Increase in intracellular Zn 2+ concentration by thimerosal in rat thymocytes: Intracellular Zn 2+ release induced by oxidative stress

Abstract

Thimerosal (TMR), an ethylmercury-containing preservative in pharmaceutical products, was recently reported to increase intracellular Zn 2+ concentration. Therefore, some health concerns about the toxicity of TMR remain because of physiological and pathological roles of Zn 2+. To reveal the property of TMR-induced increase in intracellular Zn 2+ concentration, the effect of TMR on FluoZin-3 fluorescence, an indicator of intracellular Zn 2+, of rat thymocytes was examined. TMR at concentrations ranging from 0.3 μM to 10 μM increased the intensity of FluoZin-3 fluorescence in a concentration-dependent manner under external Ca 2+- and Zn 2+-free condition. The threshold concentration was 0.3–1 μM. The increase in the intensity was significant when TMR concentration was 1 μM or more. N, N, N′, N′-Tetrakis(2-pyridylmethyl)ethylenediamine (TPEN), a chelator for intracellular Zn 2+, completely attenuated the TMR-induced augmentation of FluoZin-3 fluorescence. Hydrogen peroxide (H 2O 2) and N-ethylmaleimide, reducing cellular thiol content, significantly increased FluoZin-3 fluorescence intensity and decreased 5-chloromethylfluorescein (5-CMF) fluorescence intensity, an indicator for cellular thiol.
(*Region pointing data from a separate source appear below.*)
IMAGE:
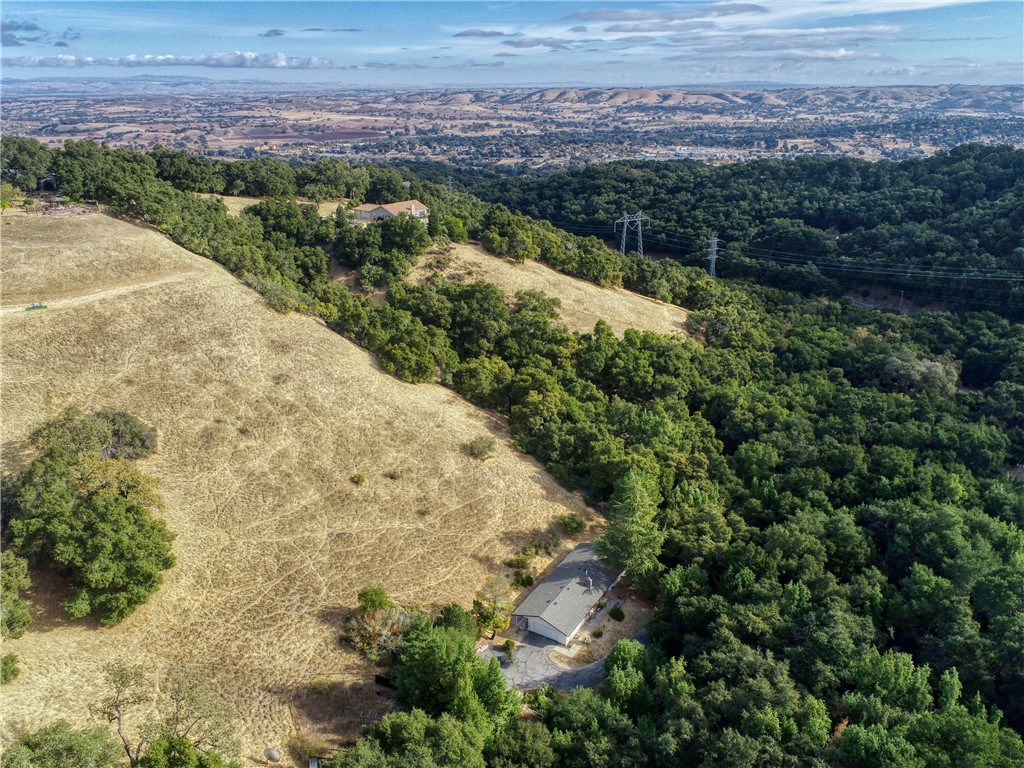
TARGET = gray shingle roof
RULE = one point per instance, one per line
(563, 599)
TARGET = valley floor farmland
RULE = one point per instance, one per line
(262, 421)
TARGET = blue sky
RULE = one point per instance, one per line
(434, 43)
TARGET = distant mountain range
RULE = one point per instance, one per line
(1006, 99)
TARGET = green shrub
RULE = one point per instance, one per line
(572, 523)
(8, 668)
(522, 580)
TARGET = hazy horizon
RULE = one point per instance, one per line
(430, 44)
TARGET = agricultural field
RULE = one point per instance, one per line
(583, 303)
(264, 421)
The correlation coefficient between TMR-induced augmentation of FluoZin-3 fluorescence and attenuation of 5-CMF fluorescence was −0.882. TMR also attenuated the 5-CMF fluorescence in the presence of TPEN. Simultaneous application of H 2O 2 and TMR synergistically augmented the FluoZin-3 fluorescence. It is suggested that TMR increases intracellular Zn 2+ concentration via decreasing cellular thiol content.